I guess c1 is included in the first case because it's faster to compare the whole 32-bit word than mask out the known byte (and since c0, c1, c2 and c3 are compile time constants, the whole right-hand-side of the comparison will be optimized by constant folding anyway).
(It's ridiculous micro-optimization in my opinion, but at least it is correct, and it is limited to a single file.)
Mmm, I would say it's definitely formatted beautifully. But I agree with the poster above in saying that it's error prone.
I'm a big Nginx fan, but I think it's good by just sheer force of will... if you had like 10 people working on it it would probably fall apart. Something sqlite at least has extensive automated tests, which makes me much more confident about its quality.
I spend most of my time in dynamic languages so I have to ask... is this that much faster than a good regex library that it warrants a hand rolled state machine? How normal is something like this in a typical C/C++ codebase?
A "good" regex library will dynamically generate code; and if the regex is simple enough, generate code that implements a DFA rather than NFA (or PDA, for Perl regexes). So for a "good" library, no, it won't be much faster.

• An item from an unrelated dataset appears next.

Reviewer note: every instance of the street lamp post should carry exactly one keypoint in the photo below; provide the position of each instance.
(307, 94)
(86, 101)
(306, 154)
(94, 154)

But very few regex libraries are that "good", because it's a combination of extreme speed with very low flexibility (DFA has exponential state explosion in worst cases compared to equivalent NFA, and isn't able to deal with e.g. backreferences). The vast majority of good regex libraries will be an order of magnitude slower. Average regex libraries included in most language distributions will be slower again.
The chief exception is compiler lexer generators like lex and flex. They produce code very similar to the state machine linked. And that's probably the most common place to see this kind of thing.
Encoding the state of the machine implicitly as the program counter, rather than an explicit state variable, often results in more readable code and is the more usual way to do it when writing it by hand. It also saves a register, important on some architectures. But the technique has slightly more limited expressiveness owing to needing to stick with structured programming constructs.
People (should) only implement things in C/C++ after thoroughly profiling the dynamic language POC and being sure they need the performance that a C implementation affords. So yes, the C implementation is going to sacrifice readability for performance. Of course, there are better and worse ways of accomplishing the same thing.
I understand that they're doing string comparisons (of a kind), but what are those values defined in 'uint32_t'? Is it a translation of values into memory addresses?